Basically, what LaHood is advocating is that new cars be outfitted with jamming devices for cell phones, in order to keep people from using them while they’re in the car. Normally this would be the place where people write things like “This would be a good idea, in theory, but…” – except that, really, this isn’t a good idea in theory, either. What’s a good idea in theory is teaching people how to drive properly. Removing one specific way to get a small number of idiots killed at the expense of everybody else in the country is not what you would call cost effective.

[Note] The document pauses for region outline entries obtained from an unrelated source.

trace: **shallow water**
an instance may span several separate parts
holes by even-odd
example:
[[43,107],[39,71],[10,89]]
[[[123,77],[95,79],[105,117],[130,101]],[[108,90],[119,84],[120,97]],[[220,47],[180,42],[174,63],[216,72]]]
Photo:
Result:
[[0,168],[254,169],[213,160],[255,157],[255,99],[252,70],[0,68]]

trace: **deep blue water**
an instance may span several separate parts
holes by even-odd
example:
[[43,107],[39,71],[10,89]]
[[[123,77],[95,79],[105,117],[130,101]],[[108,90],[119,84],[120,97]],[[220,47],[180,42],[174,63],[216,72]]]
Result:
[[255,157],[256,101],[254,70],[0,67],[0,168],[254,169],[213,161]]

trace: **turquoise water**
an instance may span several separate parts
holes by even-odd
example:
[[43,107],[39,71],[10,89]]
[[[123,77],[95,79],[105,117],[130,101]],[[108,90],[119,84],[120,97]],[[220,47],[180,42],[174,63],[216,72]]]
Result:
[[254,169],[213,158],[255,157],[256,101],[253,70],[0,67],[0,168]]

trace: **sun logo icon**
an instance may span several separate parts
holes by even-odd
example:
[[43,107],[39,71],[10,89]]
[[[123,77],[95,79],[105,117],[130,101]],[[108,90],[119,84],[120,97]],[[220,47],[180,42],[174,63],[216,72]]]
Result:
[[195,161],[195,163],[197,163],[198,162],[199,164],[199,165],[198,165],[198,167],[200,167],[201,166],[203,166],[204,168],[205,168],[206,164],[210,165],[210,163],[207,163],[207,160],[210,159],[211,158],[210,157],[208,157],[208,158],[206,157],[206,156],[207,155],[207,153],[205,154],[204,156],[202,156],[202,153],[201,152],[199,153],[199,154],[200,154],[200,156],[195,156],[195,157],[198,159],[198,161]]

But I digress. Let us contemplate what the technology of a cell phone jammer implies:
- It cannot have an off switch that is under the control by the user. Because if it does, it will be turned off and kept off.
- It will have to be hooked up directly to the car battery. Translation: it will be always on. Unless you want to wire up something that only works when there’s a key in the ignition. In that case, the only difference that would make in the above scenario is that you can wait in a dark, unheated car for an hour. Also: in that case, when the jammer breaks, so does your car.

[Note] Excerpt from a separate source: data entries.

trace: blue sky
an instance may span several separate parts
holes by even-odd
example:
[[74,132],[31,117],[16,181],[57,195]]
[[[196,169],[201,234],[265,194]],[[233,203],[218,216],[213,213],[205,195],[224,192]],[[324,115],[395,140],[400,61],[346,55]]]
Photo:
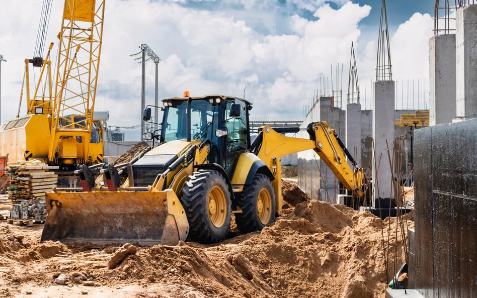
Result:
[[[16,3],[6,2],[0,12],[0,54],[8,60],[2,64],[2,121],[15,117],[23,61],[34,53],[43,0],[24,0],[21,10]],[[63,3],[53,2],[47,45],[57,41]],[[145,43],[162,59],[160,98],[181,96],[184,90],[192,95],[242,96],[246,87],[246,97],[254,104],[252,118],[296,119],[306,112],[320,80],[332,76],[330,69],[337,64],[342,65],[343,92],[347,93],[352,42],[358,76],[369,82],[368,90],[364,83],[361,87],[362,97],[367,94],[362,106],[369,109],[381,3],[107,0],[95,110],[109,111],[110,126],[140,123],[141,66],[129,55]],[[403,80],[420,80],[419,87],[413,86],[417,89],[413,92],[421,94],[416,99],[421,102],[420,109],[425,107],[428,92],[424,85],[429,76],[428,40],[433,34],[434,4],[434,0],[386,3],[393,78],[400,90]],[[146,64],[146,101],[152,104],[153,63]],[[21,111],[21,116],[24,107]],[[138,140],[138,131],[133,131],[126,130],[127,140]]]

- It will have to be generating a jamming field. Sure, you could build a Faraday cage into a car… after retooling the entire assembly line which makes that particular model. In other words, you cannot build a Faraday cage into a car. So instead you make a small jammer and stuff it somewhere in the engine compartment. Only problem is, cars and trucks are all different sizes, so you make one that can cover them all. That means that you’re going to be broadcasting a jamming signal outside of your actual vehicle. And no, you can’t put the transmitter in the middle of the car. Retooling the entire assembly line, remember? Besides, why put an annoying transmitter somewhere that one good kick could disable it?
I’m sure that people will be happy to argue each point on technical grounds, but here’s the central theme: this is a nitwit idea. It is a nitwit idea because the entire reason to have a cell phone in the first place is so that you can communicate with the outside world in places where there is no accessible land line. People want to use their cell phones in cars, because having a cell phone in your car is handy in an emergency, during disasters, and/or when you’re simply trying to get directions into your destination. So people will try to get around the jamming signal. Preventing that will make the jamming signal more odious. So people will try harder. And it keeps going on, and on, and on.
Ray LaHood was a Republican legislator before he joined this administration; and, you know? I was wondering why the 111th Congress Republican House Caucus seemed collectively brighter than its predecessor. Now I know why.